Why develop a core system of an rpg around the availability to convert hold to magic items, only to then have it be driven by "no"?Well, yeah, a system where a PC can snap their fingers and convert gold into a magic item as a bonus action would be pretty terrible.
But availability of magic items is just as much in the DM's control as the presence of a wraith. Sure, if the PCs know they are going up against a bunch of undead, they could see that a mace of disruption only cost 755 gp, and try to buy one; but there's no guarantee that one is for sale. And personally, I find the rarity system perfectly fine as a gauge of availability. Universal solvent may only cost $100 because of how useless it is, but as a legendary item, it may be really really difficult to track down.
That's how to have it both ways. Provide the relative utility numbers for magic items, but make it clear to players up-front that the items they want might be hard to find -- they don't get to just pick and choose. Make that the baseline, and then DMs can relax it if they want.
That does not give any results that help anyone.
For some like me, the neutered driven-by-cost-assess rpg fails to meet our desires.
For those like Zapp, who see the inability of an outlet to spend gold for personal character bonus/power as a core system problem, having lists of prices and a deployment system driven by "no" fails to achieve that goal.
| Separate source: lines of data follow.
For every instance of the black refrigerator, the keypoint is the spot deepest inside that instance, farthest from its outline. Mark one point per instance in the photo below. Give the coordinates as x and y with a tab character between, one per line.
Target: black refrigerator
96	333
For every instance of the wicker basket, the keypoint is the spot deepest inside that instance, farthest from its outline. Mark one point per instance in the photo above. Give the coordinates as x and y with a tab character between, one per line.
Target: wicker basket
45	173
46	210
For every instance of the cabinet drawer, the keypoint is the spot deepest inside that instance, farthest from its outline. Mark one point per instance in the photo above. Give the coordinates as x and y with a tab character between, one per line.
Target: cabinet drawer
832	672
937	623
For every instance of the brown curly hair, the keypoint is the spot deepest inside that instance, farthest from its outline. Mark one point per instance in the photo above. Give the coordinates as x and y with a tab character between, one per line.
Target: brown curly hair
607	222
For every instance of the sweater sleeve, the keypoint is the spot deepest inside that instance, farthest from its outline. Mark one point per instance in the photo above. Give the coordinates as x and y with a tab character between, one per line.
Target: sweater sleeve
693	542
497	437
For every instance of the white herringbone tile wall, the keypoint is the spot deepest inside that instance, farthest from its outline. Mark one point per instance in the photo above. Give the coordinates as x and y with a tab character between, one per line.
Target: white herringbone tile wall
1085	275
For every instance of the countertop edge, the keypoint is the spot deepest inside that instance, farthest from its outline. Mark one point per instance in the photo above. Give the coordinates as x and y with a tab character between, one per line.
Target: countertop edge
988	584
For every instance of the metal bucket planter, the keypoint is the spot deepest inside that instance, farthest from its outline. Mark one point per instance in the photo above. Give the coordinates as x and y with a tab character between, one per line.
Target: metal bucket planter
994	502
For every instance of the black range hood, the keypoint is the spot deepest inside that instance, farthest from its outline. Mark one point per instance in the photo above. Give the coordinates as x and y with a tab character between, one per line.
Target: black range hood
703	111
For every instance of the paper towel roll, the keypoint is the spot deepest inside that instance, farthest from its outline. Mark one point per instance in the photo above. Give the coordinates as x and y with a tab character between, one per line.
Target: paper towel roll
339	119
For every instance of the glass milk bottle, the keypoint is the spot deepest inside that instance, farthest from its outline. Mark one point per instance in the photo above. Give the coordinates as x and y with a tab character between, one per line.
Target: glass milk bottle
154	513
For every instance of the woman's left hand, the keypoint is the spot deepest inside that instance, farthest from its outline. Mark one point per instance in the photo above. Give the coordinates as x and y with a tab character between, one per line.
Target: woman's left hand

A system that only works when it's not used is not something yo wrap a rpg creation process around.
It would be like giving the rogue sneak attack but then balancing the class around them not getting sneak attacks in play and then saying yo the GM "dont give them too many."
The core purpose of putting prices based on power onto every single magic item in the game pcs might want is so that they spend gold to buy them, not to give the GM more frequent reasons and cases to have to say no.
It's a recipe for getting the absolute worst of both world and then some. There is a system built to make item pricing eork, throwing out all the ones that dont fit and then there is the core premise of the GM must say no for it to work.
Or maybe I am obviously wrong and maybe decades after decades of point buy systems have proven how easy it is and that's why it's now common and practically built in practice for every rpg cuz it's just so obvious.
What page was that agsin?
Why not just go grab hero systems 400 ph plus rulebook which is practically chock thru eith "effect value point buy msnsgrmrnt" and the, you got it, should take no time to stat out those 5e magic items and viola... it's done. I mean they have I think over 3 decades of honing that point buy for effect system, so its gotta be perfect or dang close now.